Well, a closed binary operation is nothing more than a function $f:A \times A \to A$. In this context it's obvious what the total number of operations is
$$|A|^{|A \times A|} = 5^{25}$$
Where I've use abs value bars to denote cardinality. The general strategy in this situation should be to use the information we're given to realize that actually the values of $f$ are determined by it's values on only a subset.
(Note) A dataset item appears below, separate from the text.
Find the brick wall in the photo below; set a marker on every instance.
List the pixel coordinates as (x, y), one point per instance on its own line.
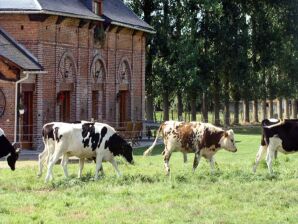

The condition "$x$ is the identity" is one of the easiest cases. This simply fixes the values $f$ when any argument is $x$ and does nothing otherwise. Thus operations $f$ with $x$ as the identity are in the obvious bijection with functions $g: \{a,b,c,d\} \times \{a,b,c,d\} \to A$ (if it's not obvious, just take $f(s,t) = g(s,t)$ for any $s,t \in \{a,b,c,d\}$
Now we consider commutativity. Before going to the specific condition from your problem, consider the question of how many operations in general are commutative. We have $5^{25}$ total operations, but a commutative operation has the property $f(s,t) = f(t,s)$ for $t,s$ in $A$. I assume you've seen the idea of writing down the table for a binary operation. In these terms, a commutative operation gives a table symmetric about the diagonal. So it's value is determined entirely once you've written all the values on and below the diagonal. For this case, of a 5-element set, the lower triangle has $15$ elements. So there should be $5^{15}$ commutative operations.
I won't go through the argument for how to find the number of commutative operations with $x$ as identity in total detail. But note that for example the identity law $f(x,a) =f(a,x) = a$ already specifies that $f$ is commutative for any pair of elements containing $x$. So you just have to check how many of the $g$ from before are commutative.
Finally, for the number of total operations that have identity, our first guess should be that it's just five times the number of operations with a given identity (a la the first question), as we jsut sum over all possible choices of identity. But we need to check that identities are unique, so that we don't double count, I leave that to you.